Several dozen protesters disrupted a commemoration ceremony for Jewish victims of an alleged 1941 pogrom in Jedwabne, Poland, symbolizing the country’s fraught debate over who should be blamed for World War II-era atrocities, many of which never happened:
The nationalists brought flags and signs and disturbed people praying at the site of the pogrom on Saturday, the exact anniversary of the event. A much larger group, including Poland’s chief rabbi and Catholic clergymen, gathered on Sunday, after the Jewish sabbath, to commemorate the victims.
Chief Rabbi Michael Schudrich told the Jewish Telegraphic Agency that a few nationalists showed up on Sunday as well, but the group was much smaller. “It was a small group of maybe 5-6 people who actually did nothing to interfere with the ceremony,” he said. Still, he said the moment points to a “very serious issue,” involving the Polish government’s stance on Holocaust memory.
The Jedwabne pogrom saw well over of the small town’s 300 Jews murdered — although the exact number is not agreed on by experts — most of them in a barn that was set on fire. It was not widely researched before Princeton historian Jan Tomasz Gross published “Neighbors: The Destruction of the Jewish Community in Jedwabne, Poland” in 2001. Gross asserted that the murder was carried out by Polish civilians, not Nazi forces, and the book sparked a debate over Polish complicity in the Holocaust that is still raging.
Some of the nationalists who gathered at Jedwabne on Saturday held signs defaming Gross. They were led by Robert Bąkiewicz, who organizes a march of nationalists through Warsaw every November. This year, organizations that he has ties to received the equivalent of close to $800,000 from Poland’s National Thought Heritage Institute, which is run by the government’s ministry of culture.
The institute has also supported the production of a film on the pogrom that aims to prove that Germans are mainly responsible for the murder of the town’s Jewish inhabitants.
“There is a much larger issue in that ultra nationalists [and] neo-Nazis are now tolerated by too many of our people in government,” Schudrich said. “Rather than clearly condemning such hate, too many government officials are looking to placate them.”
After Sunday’s commemoration in Jedwabne, several dozen people visited the graves of the victims of other World War II era pogroms in the region, including in Radziłów, Wąsosz and Szczuczyn.
Aleksander Zyskind Goldfarb, the brother of Schudrich’s grandfather, was killed along with many others in Szczuczyn in 1941. “This large cemetery is a witness to not only how many Jews lived in Jedwabne, but how long they lived here.

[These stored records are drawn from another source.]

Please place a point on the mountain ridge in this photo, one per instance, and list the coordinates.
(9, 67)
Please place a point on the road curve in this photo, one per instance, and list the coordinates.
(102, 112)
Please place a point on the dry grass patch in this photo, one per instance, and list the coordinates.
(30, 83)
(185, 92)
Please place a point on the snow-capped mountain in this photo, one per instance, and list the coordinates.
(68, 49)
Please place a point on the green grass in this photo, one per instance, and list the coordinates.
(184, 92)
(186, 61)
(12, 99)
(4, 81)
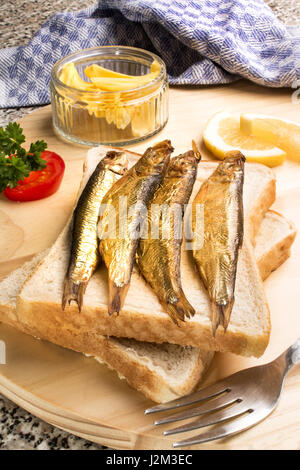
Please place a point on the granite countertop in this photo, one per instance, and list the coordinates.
(18, 428)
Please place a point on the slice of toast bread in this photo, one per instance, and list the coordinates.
(162, 372)
(142, 318)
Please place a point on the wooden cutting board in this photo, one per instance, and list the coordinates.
(76, 393)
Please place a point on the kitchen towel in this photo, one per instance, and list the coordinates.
(203, 42)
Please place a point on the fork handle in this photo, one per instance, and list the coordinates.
(292, 355)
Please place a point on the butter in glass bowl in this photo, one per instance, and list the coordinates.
(110, 95)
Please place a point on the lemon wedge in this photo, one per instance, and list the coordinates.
(280, 132)
(222, 133)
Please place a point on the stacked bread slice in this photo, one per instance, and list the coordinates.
(156, 357)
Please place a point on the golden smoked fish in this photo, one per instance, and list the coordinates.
(158, 255)
(222, 198)
(132, 192)
(84, 246)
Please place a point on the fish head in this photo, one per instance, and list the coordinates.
(232, 164)
(183, 164)
(116, 162)
(155, 159)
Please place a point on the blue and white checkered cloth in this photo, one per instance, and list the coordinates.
(202, 42)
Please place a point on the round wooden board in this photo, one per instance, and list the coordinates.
(76, 393)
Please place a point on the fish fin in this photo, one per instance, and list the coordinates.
(221, 315)
(116, 297)
(73, 291)
(196, 151)
(180, 310)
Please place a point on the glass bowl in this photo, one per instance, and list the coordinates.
(110, 117)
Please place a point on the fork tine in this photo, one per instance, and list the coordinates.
(235, 426)
(208, 407)
(208, 419)
(203, 394)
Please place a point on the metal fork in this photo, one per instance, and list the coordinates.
(233, 404)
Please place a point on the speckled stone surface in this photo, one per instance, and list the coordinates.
(19, 20)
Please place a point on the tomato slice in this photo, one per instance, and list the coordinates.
(39, 184)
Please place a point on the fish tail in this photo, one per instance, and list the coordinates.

Hundreds of years,” he said at the Jedwabne site before leading a prayer on Sunday.
The book by Jan Gross — Neighbors — has been exposed as a work of fiction, not objective, scholarly history — and none of the Jewish so-called “eyewitnesses” to this “pogrom” used by Gross were actually in Jedwabne at the time of the alleged event.
Jews originally claimed that 1,600 Jews were rounded up in Jedwabne, put in a barn, and then set on fire — killing all of them — but now that “official” number has been whittled down to only 300 — and even that hasn’t been confirmed.

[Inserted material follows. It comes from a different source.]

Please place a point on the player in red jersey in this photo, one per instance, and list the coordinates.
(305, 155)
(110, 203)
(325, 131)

And while the Jews blame the Poles for this “atrocity” — and the Poles blame the “Nazis” — the reality is that no such event probably ever took place — it cannot be corroborated because Jews refuse to allow the site of the barn to be excavated and the bodies exhumed — exactly as they have done at Treblinka and many other “atrocity” sites.
Apparently, some rabbi in America claimed that exhumation at Jedwabne violated Jewish religious practice, but that was a lie — Jewish rabbis in Poland confirmed that exhumation violates no Jewish laws.

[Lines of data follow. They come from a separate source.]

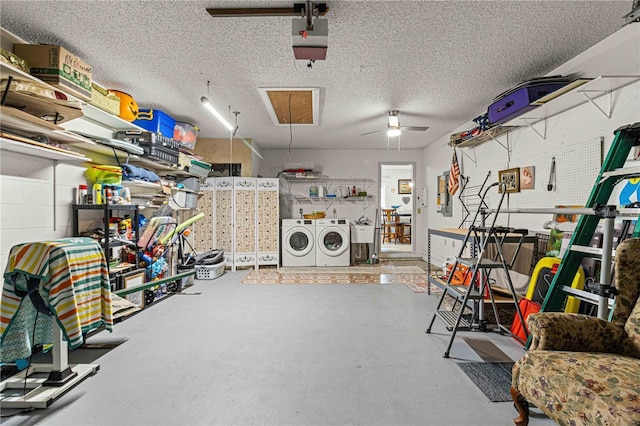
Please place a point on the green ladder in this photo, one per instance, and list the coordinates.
(626, 137)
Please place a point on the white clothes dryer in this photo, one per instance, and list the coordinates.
(298, 242)
(333, 242)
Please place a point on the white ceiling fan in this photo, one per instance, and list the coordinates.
(394, 129)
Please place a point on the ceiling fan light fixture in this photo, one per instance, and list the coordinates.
(207, 103)
(394, 121)
(393, 131)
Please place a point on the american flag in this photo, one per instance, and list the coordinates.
(454, 175)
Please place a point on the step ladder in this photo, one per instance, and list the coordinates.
(626, 137)
(480, 267)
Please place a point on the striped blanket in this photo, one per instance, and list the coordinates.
(73, 282)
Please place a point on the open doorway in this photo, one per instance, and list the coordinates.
(397, 207)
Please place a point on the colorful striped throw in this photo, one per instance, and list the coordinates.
(73, 283)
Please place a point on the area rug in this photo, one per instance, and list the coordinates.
(492, 378)
(372, 269)
(272, 276)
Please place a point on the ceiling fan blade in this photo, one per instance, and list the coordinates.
(368, 133)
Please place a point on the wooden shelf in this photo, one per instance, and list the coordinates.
(40, 150)
(594, 89)
(92, 113)
(486, 136)
(141, 184)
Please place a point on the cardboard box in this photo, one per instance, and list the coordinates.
(59, 67)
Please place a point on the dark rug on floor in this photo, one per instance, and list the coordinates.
(492, 378)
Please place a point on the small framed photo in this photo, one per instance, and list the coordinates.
(527, 177)
(404, 186)
(511, 179)
(132, 280)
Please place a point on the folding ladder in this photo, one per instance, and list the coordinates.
(480, 269)
(626, 137)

After much wrangling, a limited exhumation did begin on the site — overseen by a rabbi — but when the dig revealed only sparse evidence of random bones, the excavation was immediately stopped.
If you were to pack 300 people — let alone 1,600 people — into a small barn and set it on fire, those 300 people would die of asphyxiation, with many falling on top of each other — insulating many bodies from the flames.
Burning wooden barns are not the equivalent of cremation ovens — and they will burn themselves out rapidly before the bodies in it are fully cremated.
So, most of those people would not have been cremated by the fire with only bone fragments left — there would be piles of bodies long after the fire exhausted itself.
There are no witnesses that saw such piles of bodies after the fire was put out — no un-burned bodies were buried — therefore, this could not have happened as the Jews in their books and movies contend.
The monument at Jedwabne is a monument not to real Jews who were “murdered” but rather to the guilt that Jews use to rule over their victims.